Con l'arrivo delle basse temperature, l'accensione dei riscaldamenti diventa una necessità, ma non un'azione priva di regole. Se al Nord i termosifoni sono già in funzione da settimane, il Centro-Sud si prepara al via libera, generalmente fissato per metà novembre, anche se alcune aree dovranno attendere ulteriormente.
La gestione degli impianti termici, sia autonomi che centralizzati, è infatti disciplinata da una normativa nazionale che stabilisce periodi di accensione, limiti orari giornalieri e temperature massime consentite, con l'obiettivo di contenere i consumi energetici.
L'Italia è suddivisa in sei diverse fasce climatiche, definite in base ai "Gradi Giorno" (GG) di ogni comune, che determinano il calendario e la durata di funzionamento degli impianti.
La mappa delle sei zone climatiche
L'elenco dei comuni e delle province definisce un quadro preciso dei diversi regimi di accensione sul territorio nazionale:
Zona F (Nessuna limitazione): Rientrano i comuni più freddi (GG superiori a 3.000). Non esistono limitazioni né di orario né di periodo. Include principalmente le province di Cuneo, Belluno e Trento.
Zona E (14 ore/giorno): Comprende comuni con GG tra 2.101 e 3.000. L'accensione è consentita dal 15 ottobre 2024 al 15 aprile 2025, per un massimo di 14 ore giornaliere. Vi rientrano molte aree del Nord e dell'Appennino, tra cui le province di: Alessandria, Aosta, Bergamo, Brescia, Como, Bolzano, Modena, Parma, Padova, Reggio Emilia, Rimini, Trieste, Gorizia, Piacenza, Ravenna, Venezia, Udine, Verona, Perugia, Rieti, Frosinone, Campobasso, L’Aquila e Potenza.

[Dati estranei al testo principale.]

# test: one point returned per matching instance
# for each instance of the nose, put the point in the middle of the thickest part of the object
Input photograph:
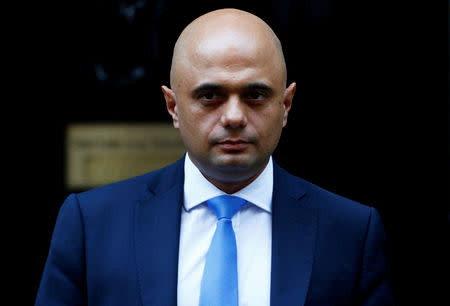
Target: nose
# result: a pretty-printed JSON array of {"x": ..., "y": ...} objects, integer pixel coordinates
[{"x": 234, "y": 114}]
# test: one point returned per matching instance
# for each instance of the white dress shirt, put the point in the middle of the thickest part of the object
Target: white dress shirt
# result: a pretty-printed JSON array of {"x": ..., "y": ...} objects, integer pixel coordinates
[{"x": 252, "y": 225}]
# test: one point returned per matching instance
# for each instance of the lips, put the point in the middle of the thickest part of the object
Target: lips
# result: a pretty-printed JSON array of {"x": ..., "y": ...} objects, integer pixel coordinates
[{"x": 234, "y": 144}]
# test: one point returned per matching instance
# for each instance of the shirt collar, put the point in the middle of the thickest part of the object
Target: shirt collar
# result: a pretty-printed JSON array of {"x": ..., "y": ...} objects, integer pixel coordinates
[{"x": 197, "y": 189}]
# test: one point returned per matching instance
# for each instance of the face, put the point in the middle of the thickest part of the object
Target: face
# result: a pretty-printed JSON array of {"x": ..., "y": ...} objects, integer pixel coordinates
[{"x": 230, "y": 105}]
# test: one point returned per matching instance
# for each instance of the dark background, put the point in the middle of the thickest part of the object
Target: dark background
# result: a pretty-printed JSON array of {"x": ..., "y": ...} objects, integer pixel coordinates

Zona D (12 ore/giorno): Include province con GG tra 1.401 e 2.100. Il periodo va dall’1 novembre 2024 al 15 aprile 2025, per un massimo di 12 ore al giorno. Le province principali sono: Roma, Ancona, Genova, Firenze, Pescara, La Spezia, Livorno, Grosseto, Lucca, Macerata, Pisa, Pesaro, Viterbo, Avellino, Siena, Chieti, Foggia, Matera, Teramo e Vibo Valentia.
Zona C (10 ore/giorno): Caratterizzata da un clima più mite (GG tra 901 e 1.400). I riscaldamenti possono essere accesi dal 15 novembre 2024 al 31 marzo 2025, per un massimo di 10 ore giornaliere. Include, tra le altre, le province di: Napoli, Latina, Caserta, Salerno, Bari, Brindisi, Benevento, Catanzaro, Cagliari, Lecce, Ragusa, Cosenza e Taranto.
Zona B (8 ore/giorno): Fascia climatica calda (GG tra 600 e 900). L'accensione è permessa dall’1 dicembre 2024 al 31 marzo 2025, per 8 ore al giorno. Rientrano province come: Palermo, Siracusa, Trapani, Reggio Calabria, Agrigento, Messina e Catania.
Zona A (6 ore/giorno): Include le aree più calde d'Italia (GG inferiori a 600). Gli impianti possono funzionare solo dall’1 dicembre 2024 al 15 marzo 2025, per 6 ore al giorno. Ne fanno parte esclusivamente i comuni di Lampedusa, Linosa e Porto Empedocle.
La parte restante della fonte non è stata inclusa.